CAPITOL HILL - The White House's announcement that U.S. troops are withdrawing from Syria caught U.S. lawmakers by surprise and angered some of President Donald Trump's top allies on Capitol Hill.
"I can't tell you that it is the right time [to withdraw from Syria], because I didn't know this was going to happen," Senate Armed Services Committee Chairman James Inhofe, an Oklahoma Republican, told VOA. "I was not consulted, and I think I should have been consulted."
"It blindsided me," South Carolina Republican Lindsey Graham said. "I'm meeting today with the secretary of defense [Jim Mattis]. I don't know what they've done, but this is chaos."
In a tweet early Wednesday, Trump referenced the fight against the Islamic State terror group, saying, "We have defeated ISIS in Syria, my only reason for being there during the Trump presidency."
Lawmakers questioned the White House decision.

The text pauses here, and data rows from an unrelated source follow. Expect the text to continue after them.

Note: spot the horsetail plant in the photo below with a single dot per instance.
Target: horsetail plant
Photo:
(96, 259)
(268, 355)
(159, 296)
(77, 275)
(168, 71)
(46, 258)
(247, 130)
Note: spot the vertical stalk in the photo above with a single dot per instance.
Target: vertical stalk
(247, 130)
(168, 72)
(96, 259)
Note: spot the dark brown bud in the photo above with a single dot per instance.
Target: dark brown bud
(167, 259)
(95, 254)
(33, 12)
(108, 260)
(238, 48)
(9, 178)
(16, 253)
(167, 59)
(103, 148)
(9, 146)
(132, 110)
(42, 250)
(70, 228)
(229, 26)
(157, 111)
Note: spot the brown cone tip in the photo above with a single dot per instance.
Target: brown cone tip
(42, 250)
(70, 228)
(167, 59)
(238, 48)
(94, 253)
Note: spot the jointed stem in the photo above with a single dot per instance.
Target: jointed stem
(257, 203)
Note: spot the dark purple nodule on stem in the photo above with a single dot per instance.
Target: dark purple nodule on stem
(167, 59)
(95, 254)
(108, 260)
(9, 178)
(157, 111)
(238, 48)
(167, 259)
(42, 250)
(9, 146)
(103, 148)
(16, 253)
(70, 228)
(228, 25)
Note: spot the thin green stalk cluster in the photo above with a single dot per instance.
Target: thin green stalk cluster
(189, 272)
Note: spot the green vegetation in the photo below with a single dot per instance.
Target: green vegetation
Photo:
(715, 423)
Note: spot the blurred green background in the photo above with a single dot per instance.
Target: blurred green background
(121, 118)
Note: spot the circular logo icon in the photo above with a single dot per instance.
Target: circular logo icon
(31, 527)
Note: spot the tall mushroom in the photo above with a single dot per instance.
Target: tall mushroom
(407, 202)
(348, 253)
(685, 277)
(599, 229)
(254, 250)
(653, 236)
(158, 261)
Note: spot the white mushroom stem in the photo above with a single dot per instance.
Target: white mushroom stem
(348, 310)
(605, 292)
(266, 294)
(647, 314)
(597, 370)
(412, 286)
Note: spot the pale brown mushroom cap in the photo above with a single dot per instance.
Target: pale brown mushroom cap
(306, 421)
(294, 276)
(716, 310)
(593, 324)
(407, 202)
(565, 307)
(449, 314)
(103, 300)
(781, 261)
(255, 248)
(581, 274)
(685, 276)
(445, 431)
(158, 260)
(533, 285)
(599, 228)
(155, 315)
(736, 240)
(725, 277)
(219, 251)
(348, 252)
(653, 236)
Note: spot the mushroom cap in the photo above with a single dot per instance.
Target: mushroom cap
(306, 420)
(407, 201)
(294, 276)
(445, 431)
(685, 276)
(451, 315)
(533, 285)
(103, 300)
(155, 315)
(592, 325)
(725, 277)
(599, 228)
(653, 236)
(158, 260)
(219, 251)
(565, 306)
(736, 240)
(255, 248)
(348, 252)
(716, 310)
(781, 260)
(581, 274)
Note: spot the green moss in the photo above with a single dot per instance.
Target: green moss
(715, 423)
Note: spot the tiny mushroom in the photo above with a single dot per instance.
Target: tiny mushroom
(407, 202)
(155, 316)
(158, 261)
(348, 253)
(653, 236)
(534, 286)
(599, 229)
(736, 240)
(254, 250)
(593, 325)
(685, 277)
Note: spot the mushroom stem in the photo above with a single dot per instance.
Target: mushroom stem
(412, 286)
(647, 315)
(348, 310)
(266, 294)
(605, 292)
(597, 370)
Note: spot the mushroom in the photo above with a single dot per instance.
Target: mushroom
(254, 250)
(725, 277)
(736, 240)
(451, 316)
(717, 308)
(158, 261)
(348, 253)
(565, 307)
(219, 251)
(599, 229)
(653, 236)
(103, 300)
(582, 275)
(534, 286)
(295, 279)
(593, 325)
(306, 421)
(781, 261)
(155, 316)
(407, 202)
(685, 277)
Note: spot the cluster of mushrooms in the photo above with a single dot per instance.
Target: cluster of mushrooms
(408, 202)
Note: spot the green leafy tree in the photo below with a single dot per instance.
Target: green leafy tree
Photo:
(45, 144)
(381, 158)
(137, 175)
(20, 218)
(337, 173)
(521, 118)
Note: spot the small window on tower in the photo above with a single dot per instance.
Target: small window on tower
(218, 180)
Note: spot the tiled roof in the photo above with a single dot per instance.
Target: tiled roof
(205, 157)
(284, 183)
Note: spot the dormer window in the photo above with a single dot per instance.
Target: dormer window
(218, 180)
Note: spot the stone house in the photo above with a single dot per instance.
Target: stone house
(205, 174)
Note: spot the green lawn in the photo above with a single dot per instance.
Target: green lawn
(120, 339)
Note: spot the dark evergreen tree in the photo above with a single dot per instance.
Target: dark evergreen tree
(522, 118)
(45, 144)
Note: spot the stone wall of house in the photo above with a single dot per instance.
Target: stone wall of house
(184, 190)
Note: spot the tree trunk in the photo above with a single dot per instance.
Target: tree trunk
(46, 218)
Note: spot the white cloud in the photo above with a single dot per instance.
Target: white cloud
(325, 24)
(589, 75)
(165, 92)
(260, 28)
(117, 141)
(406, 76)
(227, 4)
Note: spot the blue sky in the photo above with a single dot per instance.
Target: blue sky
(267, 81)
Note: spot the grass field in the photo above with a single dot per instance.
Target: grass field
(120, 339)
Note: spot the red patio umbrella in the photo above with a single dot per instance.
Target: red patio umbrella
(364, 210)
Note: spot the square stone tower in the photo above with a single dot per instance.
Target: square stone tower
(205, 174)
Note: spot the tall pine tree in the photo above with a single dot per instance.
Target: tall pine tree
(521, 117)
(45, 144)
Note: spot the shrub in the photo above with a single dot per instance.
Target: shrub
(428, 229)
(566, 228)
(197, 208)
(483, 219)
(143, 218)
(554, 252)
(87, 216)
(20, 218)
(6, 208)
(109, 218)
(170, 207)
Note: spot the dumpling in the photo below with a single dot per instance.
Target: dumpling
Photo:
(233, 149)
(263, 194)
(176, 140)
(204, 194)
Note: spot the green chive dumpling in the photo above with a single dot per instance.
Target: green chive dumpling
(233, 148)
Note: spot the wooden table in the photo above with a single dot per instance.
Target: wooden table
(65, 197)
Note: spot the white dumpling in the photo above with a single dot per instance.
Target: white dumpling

"Did the president do this with the advice of military leadership, against the advice of military leadership?" Virginia Democrat Tim Kaine said. "Does the military leadership now say that ISIS is such a non-threat that we don't need to worry about it, or somebody else is going to take care of it? Turkey? We don't know the answers to those questions."
Republican Senator Rand Paul, a member of the chamber's Committee on Foreign Relations, was one of the few lawmakers to praise the move.
I am happy to see a President who can declare victory and bring our troops out of a war. It’s been a long time since that has happened. https://t.co/fEBb8080fK— Senator Rand Paul (@RandPaul) December 19, 2018
But even senators who long have had misgivings about America's military campaign in Syria absent congressional authorization found the president's announcement perplexing.
"There's no question the ISIS, the caliphate, is shrinking, but they still have a presence in Syria," Ben Cardin, a senior Democrat on the Senate Foreign Relations Committee, told VOA. "I'm one who questions our authorization for our troops being there, but clearly this administration and the previous administration have taken the position that we need to have a military presence against ISIS. And my guess is that ISIS still has an influence in Syria.
"Dealing with terrorism, dealing with ISIS, we've made a tremendous investment, and we've got to make sure the job is done," he added.
"You could pull all the ground troops out and still be running missile strikes against the Syrian government, or air campaigns against the Syrian military, and I would find that objectionable without a congressional authorization," Kaine said. "So, I don't know that the removal of 2,000 ground troops means that we are not going to be engaged."
Graham, a fierce advocate of continued U.S. military engagement in Syria, said Trump is making a grave error.
"A lot of people applaud withdrawing troops no matter where they are from. [Former President Barack] Obama got a lot of applause when he withdrew from Iraq, but I have the same feeling about this that I did in Iraq — over time, this is not going to play well," Graham said. "I saw the president's tweet. I could not disagree more. I don't think they [ISIS] is defeated in Syria or Iraq, and I know they're not defeated in Afghanistan. I think this is a serious miscalculation to think that conditions warrant our withdrawal. We're all at risk from the emergence of ISIS."